Welcome to the October 2020 multicore OCaml report, compiled by @shakthimaan, @kayceesrk and of course myself. The [previous monthly (https://discuss.ocaml.org/tag/multicore-monthly) updates are also available for your perusal.

OCaml 4.12.0-dev: The upstream OCaml tree has been branched for the 4.12 release, and the OCaml readiness team is busy stabilising it with the ecosystem. The 4.12.0 development stream has significant progress towards multicore support, especially with the runtime handling of naked pointers. The release will ship with a dynamic checker for naked pointers that you can use to verify that your own codebase is clean of them, as this will be a prerequisite for OCaml 5.0 and multicore compatibility. This is activated via the --enable-naked-pointers-checker configure option.

Convergence with upstream and multicore trees: The multicore OCaml trees have seen significant robustness improvements as we’ve converged our trees with upstream OCaml (possible now that the upstream architectural changes are synched with the requirements of multicore). In particular, the handling of global C roots is much better in multicore now as it uses the upstream OCaml scheme, and the GC colour scheme also exactly matches upstream OCaml’s.
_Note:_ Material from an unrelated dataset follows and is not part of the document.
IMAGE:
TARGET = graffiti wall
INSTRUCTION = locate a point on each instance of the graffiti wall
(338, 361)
This means that community libraries from opam work increasingly well when built with multicore OCaml (using the no-effects-syntax branch).
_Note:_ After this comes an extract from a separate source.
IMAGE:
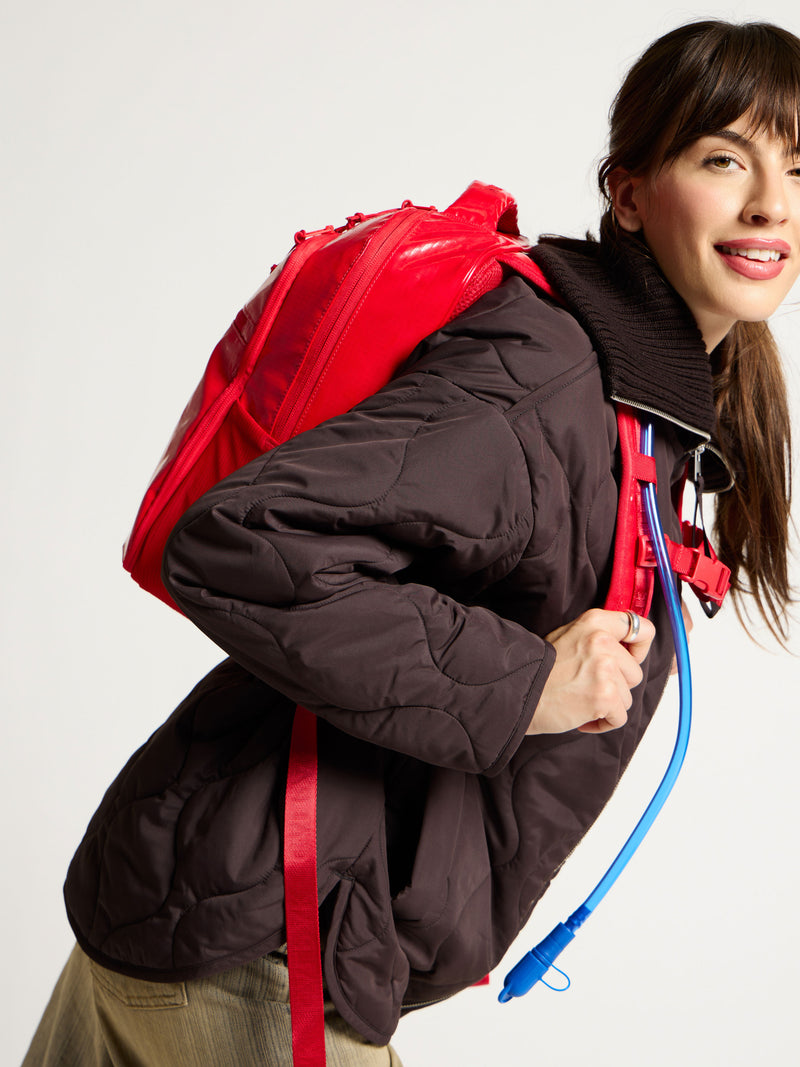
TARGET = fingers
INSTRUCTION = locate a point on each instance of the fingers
(591, 682)
(638, 633)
Features: Multicore OCaml is also using domain local allocation buffers now to simplify its internals. We are also now working on benchmarking the IO subsystem, and support for CPU parallelism for the Lwt concurrency library has been added, as well as refreshing the new Asynchronous Effect-based IO (aeio) with Multicore OCaml, Lwt, and httpaf in an http-effects library.

Benchmarking: The Sandmark benchmarking test suite has additional configuration options, and there are new proposals in that project to leverage as much of the OCaml tools and ecosystem as much as possible.
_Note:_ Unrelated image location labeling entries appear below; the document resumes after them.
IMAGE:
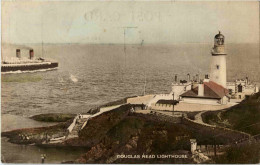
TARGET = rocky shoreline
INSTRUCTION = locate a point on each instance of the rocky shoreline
(112, 134)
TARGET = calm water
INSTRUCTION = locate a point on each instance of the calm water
(90, 75)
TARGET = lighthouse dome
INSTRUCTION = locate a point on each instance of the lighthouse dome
(219, 39)
(219, 36)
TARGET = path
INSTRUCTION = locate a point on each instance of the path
(79, 122)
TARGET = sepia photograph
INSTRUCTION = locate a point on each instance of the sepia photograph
(130, 82)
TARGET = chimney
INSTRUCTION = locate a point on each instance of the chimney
(18, 53)
(206, 78)
(188, 77)
(198, 77)
(193, 145)
(31, 54)
(201, 89)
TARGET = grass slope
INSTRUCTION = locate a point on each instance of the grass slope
(243, 117)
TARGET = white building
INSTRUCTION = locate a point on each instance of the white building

As with previous updates, the Multicore OCaml ongoing, and completed tasks are listed first, which are followed by improvements to the Sandmark benchmarking test suite. Finally, the upstream OCaml related work is mentioned for your reference.

Multicore OCaml

Ongoing

  • ocaml-multicore/ocaml-multicore#422
    Simplify minor heaps configuration logic and masking

    The PR is a step towards using Domain local allocation buffers. A
    Minor_heap_max size is used to reserve the minor heaps area, and
    Is_young for relying on a boundary check. The Minor_heap_max can
    be overridden using OCAMLRUNPARAM environment variable.

  • ocaml-multicore/ocaml-multicore#426
    Replace global roots implementation

    An effort to replace the existing global roots implementation to be
    in line with OCaml’s globroots. The objective is to also have a
    per-domain skip list, and a global orphans when a domain is
    terminated.

  • ocaml-multicore/ocaml-multiore#427
    Garbage Collector colours change backport

    The Garbage Collector colour scheme
    changes
    in the major
    collector have now been backported to Multicore OCaml. The
    mark_entry does not include end, mark_stack_push resembles
    closer to trunk, and caml_shrink_mark_stack has been adapted from
    trunk.

  • ocaml-multicore/ocaml-multicore#429
    Fix a STW interrupt race

    The STW interrupt race in
    caml_try_run_on_all_domains_with_spin_work is fixed in this PR,
    where the enter_spin_callback and enter_spin_data fields of
    stw_request are initialized after we interrupt other domains.

Completed

Systhreads support

  • ocaml-multicore/ocaml-multicore#381
    Reimplementing Systhreads with pthreads (Domain execution contexts)

    The re-implementation of Systhreads with pthreads has been completed
    for Multicore OCaml. The Domain Execution Context (DEC) is
    introduced which allows multiple threads to run atop a domain.

  • ocaml-multicore/ocaml-multicore#410
    systhreads: caml_c_thread_register and caml_c_thread_unregister

    The caml_c_thread_register and caml_c_thread_unregister
    functions have been reimported to systhreads. In Multicore OCaml,
    threads created by C code will be registered to domain 0 threads
    chaining.

Domain Local Storage

  • ocaml-multicore/ocaml-multicore#404
    Domain.DLS.new_key takes an initialiser

    The Domain.DLS.new_key now accepts an initialiser argument to
    assign an associated value to a key, if not initialised
    already. Also, Domain.DLS.get no longer returns an option value.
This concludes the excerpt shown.